Così ho dato una riordinata alla mia camera, naturalmente lasciando la zona di Federico quasi del tutto sgombra, ad evitare una nuova sfuriata da parte sua, e poi ho deciso comunque di uscire da casa e farmi una piccola passeggiata per schiarirmi le idee. Prima di uscire ho telefonato a Tiziana, e lei ha subito accettato di vedermi in un caffè parecchio frequentato, poco lontano dalla zona universitaria.
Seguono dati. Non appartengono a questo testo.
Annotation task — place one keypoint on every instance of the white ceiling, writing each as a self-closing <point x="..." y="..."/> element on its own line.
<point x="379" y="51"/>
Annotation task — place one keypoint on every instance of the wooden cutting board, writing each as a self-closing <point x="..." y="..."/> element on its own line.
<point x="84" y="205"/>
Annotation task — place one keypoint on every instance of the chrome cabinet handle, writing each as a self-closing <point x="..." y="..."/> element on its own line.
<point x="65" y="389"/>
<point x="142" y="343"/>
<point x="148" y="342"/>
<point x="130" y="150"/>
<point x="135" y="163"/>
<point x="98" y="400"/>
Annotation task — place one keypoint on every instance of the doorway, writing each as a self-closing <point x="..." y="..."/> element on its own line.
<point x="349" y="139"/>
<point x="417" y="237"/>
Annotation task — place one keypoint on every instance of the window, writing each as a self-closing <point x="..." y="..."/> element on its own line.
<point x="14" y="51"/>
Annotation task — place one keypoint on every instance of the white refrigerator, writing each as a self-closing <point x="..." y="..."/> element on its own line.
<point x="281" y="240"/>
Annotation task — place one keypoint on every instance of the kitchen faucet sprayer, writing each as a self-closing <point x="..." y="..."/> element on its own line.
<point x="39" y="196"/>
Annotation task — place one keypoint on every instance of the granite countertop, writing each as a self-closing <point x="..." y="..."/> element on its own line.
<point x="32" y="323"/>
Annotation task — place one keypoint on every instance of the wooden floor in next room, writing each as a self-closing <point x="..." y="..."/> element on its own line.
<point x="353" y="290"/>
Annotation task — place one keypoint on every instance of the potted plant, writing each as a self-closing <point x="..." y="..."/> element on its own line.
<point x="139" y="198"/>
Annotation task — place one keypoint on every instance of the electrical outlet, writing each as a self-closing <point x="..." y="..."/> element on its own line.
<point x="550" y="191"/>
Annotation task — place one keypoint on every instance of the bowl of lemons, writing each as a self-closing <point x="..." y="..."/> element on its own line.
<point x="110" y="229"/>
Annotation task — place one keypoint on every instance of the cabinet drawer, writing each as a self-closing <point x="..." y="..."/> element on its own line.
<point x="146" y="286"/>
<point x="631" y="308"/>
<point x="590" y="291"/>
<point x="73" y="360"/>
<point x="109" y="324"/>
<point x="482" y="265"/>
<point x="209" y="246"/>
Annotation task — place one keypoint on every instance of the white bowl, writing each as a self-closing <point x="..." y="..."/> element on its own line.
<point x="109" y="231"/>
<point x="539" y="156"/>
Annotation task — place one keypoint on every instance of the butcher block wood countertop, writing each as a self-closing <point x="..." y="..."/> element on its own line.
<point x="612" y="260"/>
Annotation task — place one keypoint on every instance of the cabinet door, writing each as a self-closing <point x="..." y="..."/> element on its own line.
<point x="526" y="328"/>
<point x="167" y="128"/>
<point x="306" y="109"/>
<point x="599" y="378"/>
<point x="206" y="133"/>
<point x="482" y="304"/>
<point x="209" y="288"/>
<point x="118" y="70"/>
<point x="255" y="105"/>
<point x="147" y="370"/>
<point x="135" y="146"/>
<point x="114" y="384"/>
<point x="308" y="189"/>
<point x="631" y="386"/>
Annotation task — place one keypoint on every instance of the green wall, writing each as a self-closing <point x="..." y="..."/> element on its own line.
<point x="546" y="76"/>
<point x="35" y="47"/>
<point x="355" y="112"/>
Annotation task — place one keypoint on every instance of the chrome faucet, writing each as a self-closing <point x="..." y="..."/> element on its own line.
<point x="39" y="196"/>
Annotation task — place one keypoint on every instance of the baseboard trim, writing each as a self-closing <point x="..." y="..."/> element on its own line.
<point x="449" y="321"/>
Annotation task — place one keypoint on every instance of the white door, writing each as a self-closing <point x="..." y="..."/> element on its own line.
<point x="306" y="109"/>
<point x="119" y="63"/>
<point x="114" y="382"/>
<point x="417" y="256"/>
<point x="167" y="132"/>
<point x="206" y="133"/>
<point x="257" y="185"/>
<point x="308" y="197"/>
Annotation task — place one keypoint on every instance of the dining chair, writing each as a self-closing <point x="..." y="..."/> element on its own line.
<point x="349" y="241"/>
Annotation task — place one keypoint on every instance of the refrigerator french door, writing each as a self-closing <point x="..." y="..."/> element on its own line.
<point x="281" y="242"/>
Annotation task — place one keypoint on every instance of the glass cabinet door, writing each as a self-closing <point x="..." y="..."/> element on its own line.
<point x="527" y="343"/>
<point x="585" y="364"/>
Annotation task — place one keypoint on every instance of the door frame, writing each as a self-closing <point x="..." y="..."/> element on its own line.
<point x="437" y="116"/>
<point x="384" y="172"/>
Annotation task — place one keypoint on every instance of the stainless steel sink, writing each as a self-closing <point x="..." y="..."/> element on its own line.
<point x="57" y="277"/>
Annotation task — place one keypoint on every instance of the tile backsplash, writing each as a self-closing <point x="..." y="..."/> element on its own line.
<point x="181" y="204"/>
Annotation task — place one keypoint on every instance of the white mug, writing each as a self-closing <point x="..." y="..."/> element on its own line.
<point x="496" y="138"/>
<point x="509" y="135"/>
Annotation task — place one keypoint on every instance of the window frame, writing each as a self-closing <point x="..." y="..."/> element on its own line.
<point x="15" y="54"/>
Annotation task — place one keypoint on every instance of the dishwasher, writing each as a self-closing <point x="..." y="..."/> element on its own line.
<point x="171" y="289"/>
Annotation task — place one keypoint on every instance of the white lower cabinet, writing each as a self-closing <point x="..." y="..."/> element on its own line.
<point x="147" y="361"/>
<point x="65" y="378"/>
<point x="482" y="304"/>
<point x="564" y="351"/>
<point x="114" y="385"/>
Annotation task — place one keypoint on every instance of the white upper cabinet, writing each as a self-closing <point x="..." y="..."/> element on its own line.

Ci siamo seduti ad un tavolino, abbiamo scambiato qualche parola di circostanza, poi io ho cercato di spiegarle quello che sta capitando nell’appartamento della mia famiglia. Tiziana mi ha ascoltato con interesse, ma ad un certo momento mi sono reso conto che era difficile farle capire i veri stati d’animo miei, dei miei genitori e di mio fratello, e difatti lei si è limitata a confrontare qualcosa della propria situazione familiare, dimostrando di non avere compreso quasi nulla. Poi abbiamo parlato d’altro, ed io mi sono sentito a questo punto piuttosto alleggerito.